La ricerca nel campo delle cellule staminali e embrionali umane si ritiene
attualmente fondamentale per la risoluzione della maggior parte delle patologie
che richiedano la "sostituzione" di cellule malate con cellule
rinnovate e perfettamente funzionanti.
Il prelievo di cellule
embrionali può sollevare e di fatto solleva serie
riserve nella misura in cui comporta un
danno per il donatore, in questo caso l'embrione
umano. Da questo punto di vista, non ci sono difficoltà etiche
insormontabili per l'uso di materiale raccolto da feti abortiti in modo
spontaneo. Nel caso di utilizzazione di embrioni o
feti abortiti in modo volontario, ci si pone nel contesto ben collaudato della
donazione di organi e tessuti da cadavere, ma deve rimanere ferma la garanzia
che non ci sia alcun rapporto di causalità o di accordo tra l’équipe medica che
provoca l'aborto e quella biomedica che utilizza le
cellule staminali embrionali; né il motivo, né i
tempi di intervento in relazione alla gestazione, né le modalità di esecuzione
degli aborti volontari dovrebbero risultare condizionati dalla necessità del
programma di ricerca.
Applicazioni cliniche
del trapianto di cellule staminali ematopoietiche
Per numerose malattie congenite ed acquisite, ed
in particolare per quelle caratterizzate da prognosi severa e dallo sviluppo di
danni d'organo, il trapianto di cellule staminali
costituisce una prospettiva di cura di considerevole interesse. Nel corso degli
ultimi anni, è stato proposto ed è attualmente in uso
il trapianto di cellule staminali ematopoietiche
(CSE). Tale metodica è in grado di curare soggetti affetti da malattie del
sistema immunitario (es. immunodeficienza combinata grave e malattia granulomatosa cronica), ematopoietico (talassemie),
malattie metaboliche a coinvolgimento ematologico e
patologie oncologiche (leucemie, linfomi, mieloma multiplo,
tumori solidi come il carcinoma della mammella).

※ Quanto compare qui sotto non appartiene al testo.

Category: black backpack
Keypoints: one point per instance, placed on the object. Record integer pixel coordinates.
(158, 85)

In queste ultime, in
particolare, l'utilizzo di cellule staminali e
progenitori ematopoietici prelevati dal sangue periferico dello stesso paziente
(auto-trapianto) previa "mobilizzazione", cioè
trattamento con chemioterapici e/o fattori di
crescita, ha consentito di aumentare in maniera considerevole le dosi di
farmaci anti-tumorali, con un miglioramento della tollerabilità e
dell'efficacia terapeutica, con riduzione dell'effetto tossico. Problemi permangono
nell'utilizzo di tali metodiche, in quanto il prelievo
può essere contaminato da cellule tumorali circolanti nel sangue, con possibile
reinfusione e recidiva della malattia. Pertanto in
oncologia, si sono tentate vie alternative quali il trapianto cosiddetto "allogenico" (cioè da donatore
sano immunologicamente compatibile). Tali trattamenti
possiedono anche il vantaggio di associare all'effetto terapeutico dei farmaci
antitumorali, anche un effetto biologico derivante dall'infusione nel paziente
di cellule immunoreattive capaci di
"attaccare" le cellule tumorali del ricevente.
Un ulteriore campo
applicativo per il trapianto di cellule staminali
midollari è rappresentato dalle malattie autoimmuni. Come esempio, si citano: il diabete di tipo I (nel quale la
presenza di linfociti autoreattivi causa la
distruzione delle isole pancreatiche, responsabili della produzione di
insulina) e la sclerosi multipla, in cui il rivestimento mielinico viene
distrutto dal sistema immunitario dello stesso paziente. In modelli
sperimentali animali, il
trapianto di CSE risulta vantaggioso e porta al
miglioramento clinico negli animali trattati.